Na presente pesquisa, dedicaremos esforços ao estudo do trabalho e constituição da identidade do professor que atende o aluno com Deficiência, no interior da Amazônia Paraense, buscando por meio da pesquisa qualitativa observar os sentidos e as interpretações que os próprios sujeitos atribuem às suas ações (LIMA, 2008).

A investigação se pautou na teoria materialista histórica dialética por esta advogar que o conhecimento se dá pela práxis, expressão da unidade indissolúvel de duas dimensões distintas no processo de conhecimento: a teoria e a ação. Supõe um determinado olhar sobre o homem, a realidade e a história, olhar dinâmico e conflitivo que surge a partir de categorias materialistas de conflito e movimento, conflitos de interesse, como, por exemplo, dilemas entre o imposto por uma lógica gerencial distante e a ação possível vivida em seu contexto.

Para tanto, consideramos de fundamental importância o resgate crítico do conhecimento já produzido sobre a problemática em jogo para se identificar diferentes perspectivas de análise e conclusões a que se chegou pelo conhecimento anterior e a indicação das premissas para o avanço do novo conhecimento. Assim poderemos fazer a nossa própria história. (FRIGOTTO, 2001; GAMBOA, 2001; HELOANI&CAPITÃO, 2007).

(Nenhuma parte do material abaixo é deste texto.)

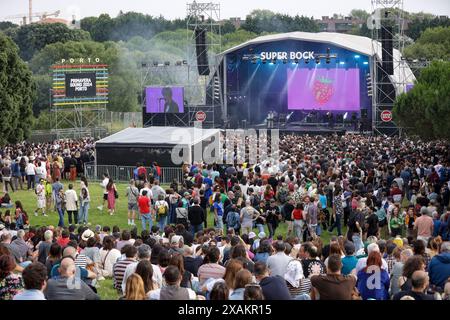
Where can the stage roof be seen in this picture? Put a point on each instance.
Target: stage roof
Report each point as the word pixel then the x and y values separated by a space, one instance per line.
pixel 157 136
pixel 359 44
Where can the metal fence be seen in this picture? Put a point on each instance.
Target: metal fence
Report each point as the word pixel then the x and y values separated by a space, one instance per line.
pixel 95 172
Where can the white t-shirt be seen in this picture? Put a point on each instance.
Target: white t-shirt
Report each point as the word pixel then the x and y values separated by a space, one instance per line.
pixel 30 169
pixel 149 192
pixel 71 199
pixel 131 268
pixel 155 294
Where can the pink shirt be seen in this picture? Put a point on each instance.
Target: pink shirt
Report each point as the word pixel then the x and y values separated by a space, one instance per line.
pixel 424 225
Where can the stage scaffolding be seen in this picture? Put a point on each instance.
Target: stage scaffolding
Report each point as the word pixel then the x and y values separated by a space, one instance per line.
pixel 388 23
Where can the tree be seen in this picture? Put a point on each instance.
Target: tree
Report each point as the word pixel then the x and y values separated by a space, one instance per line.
pixel 4 25
pixel 425 109
pixel 434 43
pixel 33 37
pixel 420 22
pixel 17 92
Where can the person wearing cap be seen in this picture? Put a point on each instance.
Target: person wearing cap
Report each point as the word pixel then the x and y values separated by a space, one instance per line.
pixel 273 217
pixel 349 261
pixel 248 215
pixel 424 226
pixel 196 217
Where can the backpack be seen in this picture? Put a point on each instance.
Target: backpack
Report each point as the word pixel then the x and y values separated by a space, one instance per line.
pixel 233 220
pixel 141 173
pixel 162 210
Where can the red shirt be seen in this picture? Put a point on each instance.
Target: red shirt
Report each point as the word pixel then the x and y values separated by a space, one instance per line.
pixel 144 204
pixel 298 214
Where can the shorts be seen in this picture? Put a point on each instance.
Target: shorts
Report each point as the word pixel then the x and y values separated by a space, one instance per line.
pixel 132 206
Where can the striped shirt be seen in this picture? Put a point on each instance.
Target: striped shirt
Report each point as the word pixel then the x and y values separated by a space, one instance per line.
pixel 304 288
pixel 119 271
pixel 210 270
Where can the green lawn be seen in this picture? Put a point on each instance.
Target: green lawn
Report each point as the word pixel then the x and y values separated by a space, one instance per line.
pixel 97 217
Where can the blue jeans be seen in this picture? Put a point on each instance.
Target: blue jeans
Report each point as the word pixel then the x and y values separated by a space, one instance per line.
pixel 83 213
pixel 162 221
pixel 196 228
pixel 337 224
pixel 260 227
pixel 61 217
pixel 219 223
pixel 144 218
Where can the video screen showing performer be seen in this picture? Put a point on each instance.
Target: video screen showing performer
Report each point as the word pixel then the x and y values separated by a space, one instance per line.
pixel 164 99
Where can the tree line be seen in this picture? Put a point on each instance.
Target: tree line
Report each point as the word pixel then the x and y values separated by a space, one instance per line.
pixel 125 41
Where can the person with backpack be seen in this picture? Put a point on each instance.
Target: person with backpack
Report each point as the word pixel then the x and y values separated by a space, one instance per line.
pixel 162 211
pixel 196 216
pixel 21 216
pixel 132 194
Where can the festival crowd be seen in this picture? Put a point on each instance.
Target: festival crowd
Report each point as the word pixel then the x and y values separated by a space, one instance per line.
pixel 383 202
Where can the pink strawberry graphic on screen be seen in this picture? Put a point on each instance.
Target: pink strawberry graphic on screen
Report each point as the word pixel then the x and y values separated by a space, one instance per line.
pixel 323 90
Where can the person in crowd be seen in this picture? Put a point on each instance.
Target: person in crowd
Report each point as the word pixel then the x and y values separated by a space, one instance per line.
pixel 85 199
pixel 108 256
pixel 34 278
pixel 242 279
pixel 333 285
pixel 439 267
pixel 368 291
pixel 145 204
pixel 211 269
pixel 121 265
pixel 135 288
pixel 71 204
pixel 273 287
pixel 419 283
pixel 173 290
pixel 10 284
pixel 68 286
pixel 278 262
pixel 112 196
pixel 132 194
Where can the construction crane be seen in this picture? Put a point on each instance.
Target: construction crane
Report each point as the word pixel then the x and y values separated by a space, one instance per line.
pixel 40 15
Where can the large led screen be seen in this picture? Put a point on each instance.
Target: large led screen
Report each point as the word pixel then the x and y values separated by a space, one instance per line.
pixel 164 99
pixel 331 89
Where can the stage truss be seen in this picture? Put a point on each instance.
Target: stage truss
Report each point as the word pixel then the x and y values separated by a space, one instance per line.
pixel 206 88
pixel 387 87
pixel 81 116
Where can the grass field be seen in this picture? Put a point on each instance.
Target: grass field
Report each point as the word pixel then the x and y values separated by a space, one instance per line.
pixel 97 217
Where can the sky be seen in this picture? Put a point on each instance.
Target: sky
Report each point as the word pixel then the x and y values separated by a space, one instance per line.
pixel 229 8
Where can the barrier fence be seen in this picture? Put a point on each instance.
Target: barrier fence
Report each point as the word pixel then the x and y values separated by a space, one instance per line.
pixel 95 172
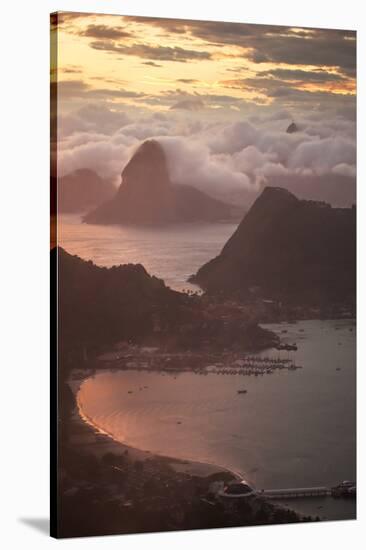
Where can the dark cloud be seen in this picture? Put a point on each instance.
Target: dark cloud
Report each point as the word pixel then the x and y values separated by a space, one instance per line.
pixel 302 75
pixel 277 44
pixel 160 53
pixel 103 32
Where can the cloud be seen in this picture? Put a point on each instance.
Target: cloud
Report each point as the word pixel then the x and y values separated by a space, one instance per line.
pixel 160 53
pixel 303 75
pixel 226 159
pixel 191 104
pixel 151 64
pixel 103 32
pixel 274 44
pixel 67 89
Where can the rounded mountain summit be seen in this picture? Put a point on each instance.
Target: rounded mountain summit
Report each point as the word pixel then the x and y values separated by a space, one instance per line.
pixel 148 196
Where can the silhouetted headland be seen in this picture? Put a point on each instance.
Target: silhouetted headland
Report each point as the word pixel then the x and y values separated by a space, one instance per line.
pixel 287 249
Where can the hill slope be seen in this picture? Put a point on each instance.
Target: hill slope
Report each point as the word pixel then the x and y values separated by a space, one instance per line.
pixel 147 195
pixel 288 249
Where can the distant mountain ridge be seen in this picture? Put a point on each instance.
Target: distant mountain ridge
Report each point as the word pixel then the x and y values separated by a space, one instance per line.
pixel 147 195
pixel 290 249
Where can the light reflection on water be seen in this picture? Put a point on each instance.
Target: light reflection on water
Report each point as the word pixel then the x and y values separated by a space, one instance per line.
pixel 172 253
pixel 292 428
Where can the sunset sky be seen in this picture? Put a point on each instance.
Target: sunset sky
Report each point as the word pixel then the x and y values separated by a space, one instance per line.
pixel 209 90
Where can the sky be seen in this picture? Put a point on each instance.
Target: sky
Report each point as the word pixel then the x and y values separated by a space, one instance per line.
pixel 218 96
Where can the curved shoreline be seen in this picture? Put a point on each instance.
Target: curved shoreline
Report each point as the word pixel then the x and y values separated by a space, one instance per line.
pixel 193 466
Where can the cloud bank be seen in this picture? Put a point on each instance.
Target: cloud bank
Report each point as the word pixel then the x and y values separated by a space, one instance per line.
pixel 225 159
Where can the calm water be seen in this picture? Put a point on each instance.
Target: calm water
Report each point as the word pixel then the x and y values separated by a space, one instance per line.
pixel 172 254
pixel 292 428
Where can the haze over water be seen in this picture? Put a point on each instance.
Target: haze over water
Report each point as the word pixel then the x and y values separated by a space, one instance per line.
pixel 172 253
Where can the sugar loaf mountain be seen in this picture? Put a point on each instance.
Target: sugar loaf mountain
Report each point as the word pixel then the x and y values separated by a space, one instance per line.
pixel 148 196
pixel 287 249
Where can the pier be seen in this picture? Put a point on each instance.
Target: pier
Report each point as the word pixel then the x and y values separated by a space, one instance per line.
pixel 298 492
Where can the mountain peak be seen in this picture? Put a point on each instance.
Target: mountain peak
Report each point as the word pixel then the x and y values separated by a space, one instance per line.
pixel 147 168
pixel 148 196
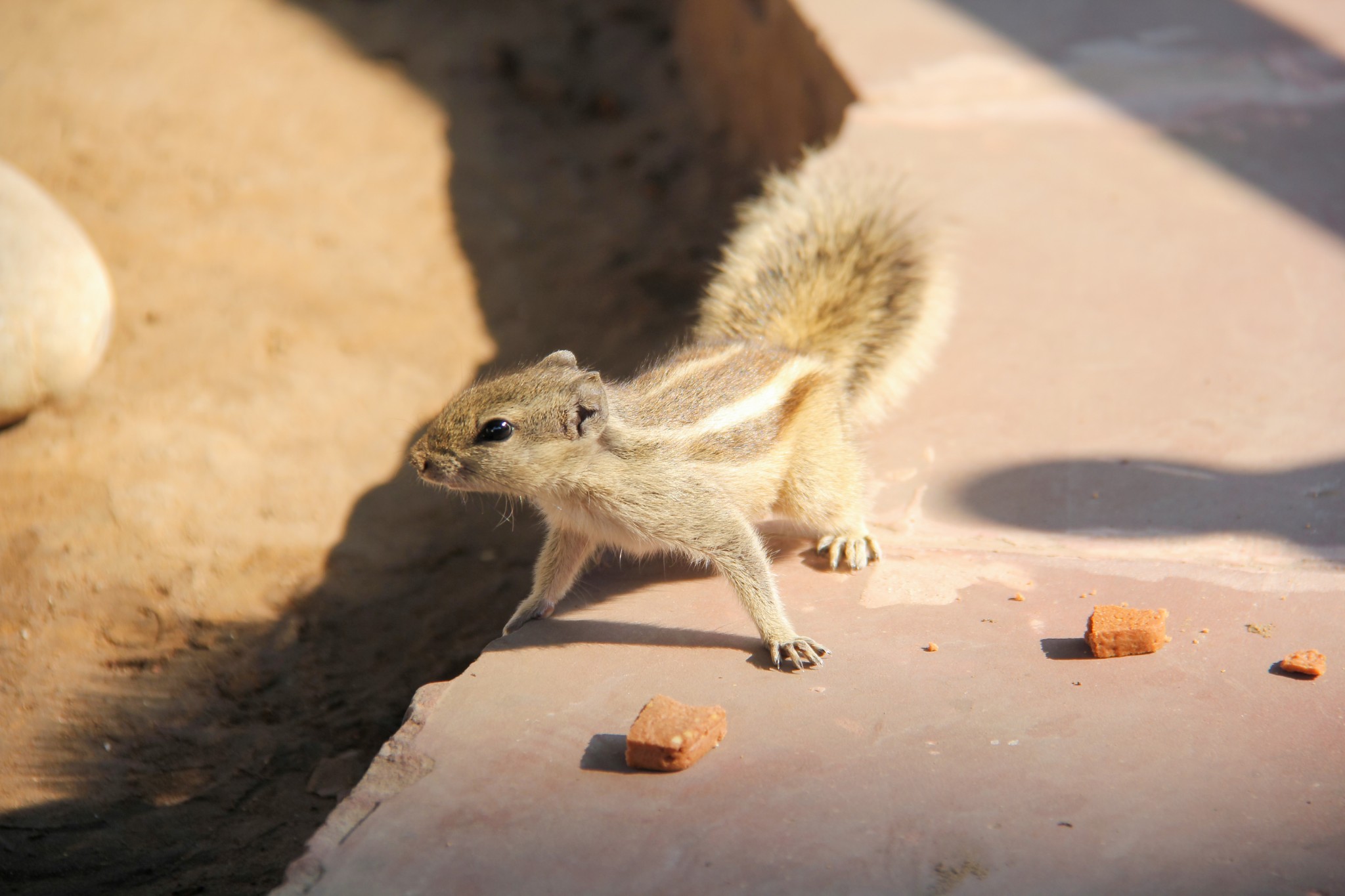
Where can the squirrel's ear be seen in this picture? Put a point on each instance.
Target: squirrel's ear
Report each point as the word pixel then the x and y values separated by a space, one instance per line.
pixel 588 409
pixel 562 359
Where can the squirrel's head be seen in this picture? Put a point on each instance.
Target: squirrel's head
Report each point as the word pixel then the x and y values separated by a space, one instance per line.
pixel 516 435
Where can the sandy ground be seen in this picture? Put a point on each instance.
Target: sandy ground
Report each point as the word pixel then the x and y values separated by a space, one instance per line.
pixel 320 219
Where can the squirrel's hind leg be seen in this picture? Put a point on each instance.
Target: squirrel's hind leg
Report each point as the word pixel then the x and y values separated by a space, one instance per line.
pixel 825 490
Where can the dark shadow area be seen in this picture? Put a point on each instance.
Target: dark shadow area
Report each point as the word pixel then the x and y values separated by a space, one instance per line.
pixel 1152 498
pixel 1278 670
pixel 607 753
pixel 1066 649
pixel 1239 89
pixel 590 202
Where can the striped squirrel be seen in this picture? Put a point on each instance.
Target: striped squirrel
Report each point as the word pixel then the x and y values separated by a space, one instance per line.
pixel 825 308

Com vistas a responder aos questionamentos foi utilizada a técnica do Grupo Focal com a fala livre das informantes, que foram gravadas, transcritas, editadas e organizadas para análise (QUEIROZ, 2008). Para análise dos dados estabelecemos conexões, mediações e contradições dos fatos que constituem a problemática da pesquisa. Assim, utilizamos a técnica de análise de conteúdo de acordo com a técnica de análise temática (BARDIN, 1979), por meio da qual se descobrem núcleos de sentido que compõem a comunicação cuja presença, ausência e frequência de aparição podem significar algo para o objetivo analítico da pesquisa, configurando-se em uma análise de significação.

Com a finalidade de manter o anonimato das informantes e a ética na pesquisa as codificamos da seguinte maneira: P (I), P (R), P (G), P (C) e P (V). É importante destacarmos que os sujeitos deste estudo são todas professoras da Educação Básica das Escolas Públicas Municipais de Santarém/Pará.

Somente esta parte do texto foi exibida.